Modelling from gene to crop
The main objective of this part of WATBIO, led by Wageningen University, is to create a modelling cycle in which experimental results across the project serve as input and output to drive further experimentation. This connection of different levels of hierarchy, will result in predictive modelling of phenotypic responses. A further objective is to connect different WATBIO research activities by translating findings and integrating these in modular networks. The robustness of such networks will be simulated in response to abiotic stresses, particularly drought.
The research will establish a platform for the analysis and interpretation of data generated across the project. These include examinations of genotype and treatment effects on transcriptional programs, metabolic profiles and developmental processes. Emphasis will lie in connecting the different parts of WATBIO through integrated modelling.
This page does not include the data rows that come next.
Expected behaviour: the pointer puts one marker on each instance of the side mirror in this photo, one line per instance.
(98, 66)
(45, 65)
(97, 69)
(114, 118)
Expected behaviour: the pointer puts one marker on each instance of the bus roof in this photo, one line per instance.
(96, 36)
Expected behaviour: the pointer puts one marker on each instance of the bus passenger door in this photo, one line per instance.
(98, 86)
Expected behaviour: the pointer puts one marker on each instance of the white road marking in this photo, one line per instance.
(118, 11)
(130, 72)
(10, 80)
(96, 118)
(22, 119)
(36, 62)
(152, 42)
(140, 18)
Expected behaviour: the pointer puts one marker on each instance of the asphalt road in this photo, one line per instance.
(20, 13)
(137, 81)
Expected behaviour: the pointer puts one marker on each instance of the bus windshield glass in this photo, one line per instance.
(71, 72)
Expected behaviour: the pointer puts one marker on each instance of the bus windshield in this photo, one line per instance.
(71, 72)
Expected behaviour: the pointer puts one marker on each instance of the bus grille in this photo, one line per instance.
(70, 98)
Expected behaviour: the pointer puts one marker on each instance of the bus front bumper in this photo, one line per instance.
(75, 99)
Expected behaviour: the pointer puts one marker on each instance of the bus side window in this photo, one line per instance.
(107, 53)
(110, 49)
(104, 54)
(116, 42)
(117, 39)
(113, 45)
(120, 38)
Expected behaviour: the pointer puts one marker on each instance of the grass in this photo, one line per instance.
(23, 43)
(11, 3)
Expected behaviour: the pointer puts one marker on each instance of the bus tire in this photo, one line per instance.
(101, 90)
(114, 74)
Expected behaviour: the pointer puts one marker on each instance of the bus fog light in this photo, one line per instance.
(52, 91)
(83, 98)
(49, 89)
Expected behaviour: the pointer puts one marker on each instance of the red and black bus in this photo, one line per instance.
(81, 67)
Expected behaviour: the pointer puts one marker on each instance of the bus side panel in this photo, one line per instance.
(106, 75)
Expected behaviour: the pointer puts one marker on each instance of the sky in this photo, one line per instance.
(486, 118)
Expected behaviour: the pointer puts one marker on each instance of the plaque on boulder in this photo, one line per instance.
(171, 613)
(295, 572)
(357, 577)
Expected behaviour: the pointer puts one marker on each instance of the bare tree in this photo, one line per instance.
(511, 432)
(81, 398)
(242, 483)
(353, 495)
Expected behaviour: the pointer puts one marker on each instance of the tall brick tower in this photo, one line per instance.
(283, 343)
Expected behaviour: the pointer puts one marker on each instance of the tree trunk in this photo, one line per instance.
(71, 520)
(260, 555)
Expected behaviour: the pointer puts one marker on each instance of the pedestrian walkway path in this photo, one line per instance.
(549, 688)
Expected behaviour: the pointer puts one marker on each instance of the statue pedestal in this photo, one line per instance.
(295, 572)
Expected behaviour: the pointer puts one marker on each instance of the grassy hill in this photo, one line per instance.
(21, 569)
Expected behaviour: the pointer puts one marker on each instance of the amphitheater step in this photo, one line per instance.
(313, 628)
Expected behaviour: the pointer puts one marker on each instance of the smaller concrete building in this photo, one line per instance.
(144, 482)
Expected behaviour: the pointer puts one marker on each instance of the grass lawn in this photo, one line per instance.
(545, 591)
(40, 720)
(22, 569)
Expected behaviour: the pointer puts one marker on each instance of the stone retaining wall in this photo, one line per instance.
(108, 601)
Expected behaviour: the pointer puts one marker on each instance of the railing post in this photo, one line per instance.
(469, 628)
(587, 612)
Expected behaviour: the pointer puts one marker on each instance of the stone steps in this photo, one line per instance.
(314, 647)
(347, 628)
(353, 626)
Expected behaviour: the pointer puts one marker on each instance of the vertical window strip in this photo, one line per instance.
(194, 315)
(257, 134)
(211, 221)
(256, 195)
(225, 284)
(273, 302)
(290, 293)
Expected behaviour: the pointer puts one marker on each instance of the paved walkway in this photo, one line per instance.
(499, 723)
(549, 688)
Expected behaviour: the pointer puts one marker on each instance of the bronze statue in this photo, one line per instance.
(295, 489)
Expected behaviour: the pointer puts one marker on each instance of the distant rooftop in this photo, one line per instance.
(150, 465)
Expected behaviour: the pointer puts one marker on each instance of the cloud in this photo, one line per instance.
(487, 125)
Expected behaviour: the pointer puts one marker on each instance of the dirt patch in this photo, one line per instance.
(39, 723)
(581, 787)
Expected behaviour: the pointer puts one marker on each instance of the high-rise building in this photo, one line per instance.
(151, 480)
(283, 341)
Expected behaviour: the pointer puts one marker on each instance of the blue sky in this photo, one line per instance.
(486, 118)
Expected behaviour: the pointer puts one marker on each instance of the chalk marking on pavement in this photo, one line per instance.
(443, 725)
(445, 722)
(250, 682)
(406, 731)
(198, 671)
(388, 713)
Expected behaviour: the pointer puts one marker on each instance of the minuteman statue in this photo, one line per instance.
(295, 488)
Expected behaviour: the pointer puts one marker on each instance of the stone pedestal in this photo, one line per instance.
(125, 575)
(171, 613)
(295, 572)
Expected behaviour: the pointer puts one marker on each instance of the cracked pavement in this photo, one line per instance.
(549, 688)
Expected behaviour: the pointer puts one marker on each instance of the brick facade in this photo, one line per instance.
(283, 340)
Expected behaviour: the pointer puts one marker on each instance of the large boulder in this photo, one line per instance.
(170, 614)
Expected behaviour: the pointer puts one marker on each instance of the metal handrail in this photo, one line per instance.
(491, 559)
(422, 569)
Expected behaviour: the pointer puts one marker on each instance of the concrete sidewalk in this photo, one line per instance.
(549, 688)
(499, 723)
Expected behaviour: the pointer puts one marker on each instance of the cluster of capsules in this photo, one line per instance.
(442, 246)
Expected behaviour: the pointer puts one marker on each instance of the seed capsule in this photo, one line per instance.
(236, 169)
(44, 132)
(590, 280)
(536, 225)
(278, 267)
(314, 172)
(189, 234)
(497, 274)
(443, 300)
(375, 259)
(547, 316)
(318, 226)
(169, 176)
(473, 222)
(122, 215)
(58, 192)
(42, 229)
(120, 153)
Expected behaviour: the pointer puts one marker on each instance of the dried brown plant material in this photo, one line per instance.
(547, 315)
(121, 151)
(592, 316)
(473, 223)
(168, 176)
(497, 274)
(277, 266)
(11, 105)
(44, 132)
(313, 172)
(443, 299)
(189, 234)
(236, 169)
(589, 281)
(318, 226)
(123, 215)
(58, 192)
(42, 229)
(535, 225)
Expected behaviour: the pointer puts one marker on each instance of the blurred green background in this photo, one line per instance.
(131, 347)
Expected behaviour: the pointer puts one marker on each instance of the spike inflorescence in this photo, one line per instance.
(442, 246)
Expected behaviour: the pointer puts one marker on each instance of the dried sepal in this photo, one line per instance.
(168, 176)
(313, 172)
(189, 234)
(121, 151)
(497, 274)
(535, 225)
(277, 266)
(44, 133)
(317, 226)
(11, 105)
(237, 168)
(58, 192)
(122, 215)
Molecular level phenotypic data provide the basis for modelling of biological pathways and regulatory networks underlying drought tolerance. This includes transcriptomic, proteomic and metabolic data as well as hormone analyses. Most traits are being analysed at different stages of development, in different tissues and under different conditions thereby connecting the different levels of organisation. This will ultimately result in models for drought responses from physiological parameters to molecular levels which will guide future research.
The European gradient of climatic conditions incorporates additional environmental cues like temperature, photoperiod and light quality. Variations in watering regime, resulting in different levels of drought stress, will be studied. Analysis of data from the WATBIO experiments and predictive modeling should provide powerful insights into adaptive behaviour with respect to water supply and the impact of this on biomass yield and quality to develop datasets for G x E modeling activities with the aim of elucidating
both gene networks alongside trait dissection from this workpackage. Taken together this provides a powerful dataset that will enable key traits for drought tolerance, under field conditions to be elucidated through joined to underlying gene networks.This is a rich source of data that can be utilised for forward and reverse genetic approaches to elucidate genes linked to drought tolerance and improved breeding
efficiencies for these crops using a modelling approach.